Oui, si 1 à 4 commerciaux suivent un pipeline simple et que le marketing tient encore l’email. Non, si vous avez besoin d’objets custom, de prévisions de CA ou d’un routing sales un peu sérieux. Dans ce cas, on regarde HubSpot.
Faut-il payer pour utiliser le CRM dans Brevo ?
Le CRM de base est dans la plateforme, y compris sur les petits plans. Ce qui bloque souvent, ce n’est pas la fiche contact. C’est l’automation, les landing pages et le reporting. Relisez le palier Standard avant de « tester gratuit » pendant six mois.
On peut garder HubSpot ou Pipedrive et n’utiliser Brevo que pour l’email ?
Techniquement oui. En pratique, vous créez un deuxième historique. Le sales n’ouvrira pas les deux. Soit Brevo est le CRM, soit il envoie et le deal vit ailleurs, avec une synchro propre. Les deux ouverts à la main, ça ne tient pas.
Les données Brevo sont-elles utilisables depuis la Suisse ?
Brevo héberge en Europe (OVHcloud, Google Cloud en Belgique) et se présente RGPD par défaut. Pour une PME suisse, ça colle souvent avec la nLPD, à condition de signer le contrat, de lister les sous-traitants et de garder un consentement propre sur les formulaires. Ce n’est pas « on coche et on oublie ».
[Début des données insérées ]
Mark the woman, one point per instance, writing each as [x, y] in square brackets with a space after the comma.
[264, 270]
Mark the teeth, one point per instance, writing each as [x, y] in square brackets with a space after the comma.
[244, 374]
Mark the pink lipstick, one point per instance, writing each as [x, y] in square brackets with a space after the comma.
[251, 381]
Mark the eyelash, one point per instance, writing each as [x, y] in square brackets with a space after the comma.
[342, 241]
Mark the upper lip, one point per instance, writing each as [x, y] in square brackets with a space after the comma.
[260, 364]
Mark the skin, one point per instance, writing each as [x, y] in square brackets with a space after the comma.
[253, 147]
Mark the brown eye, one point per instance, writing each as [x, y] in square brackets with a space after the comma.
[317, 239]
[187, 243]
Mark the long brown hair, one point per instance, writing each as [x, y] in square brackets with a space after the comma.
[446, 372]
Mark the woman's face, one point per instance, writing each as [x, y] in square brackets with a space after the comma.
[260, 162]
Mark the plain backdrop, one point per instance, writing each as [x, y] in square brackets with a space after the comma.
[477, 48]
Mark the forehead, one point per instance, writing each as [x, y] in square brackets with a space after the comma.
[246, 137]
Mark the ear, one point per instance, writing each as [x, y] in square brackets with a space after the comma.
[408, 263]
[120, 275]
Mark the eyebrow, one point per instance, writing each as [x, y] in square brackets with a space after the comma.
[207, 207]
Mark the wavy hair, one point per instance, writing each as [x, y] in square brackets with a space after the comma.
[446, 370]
Par quoi commencer si on a déjà une liste Excel ?
Nettoyez avant d’importer. Enlevez les sales@, les doublons, les contacts sans opt-in. Branchez le formulaire du site. Créez un pipeline à 5 étapes. Lancez 3 scénarios, pas 15. Si les sales n’ouvrent toujours pas l’outil après 30 jours, le problème n’est pas Brevo.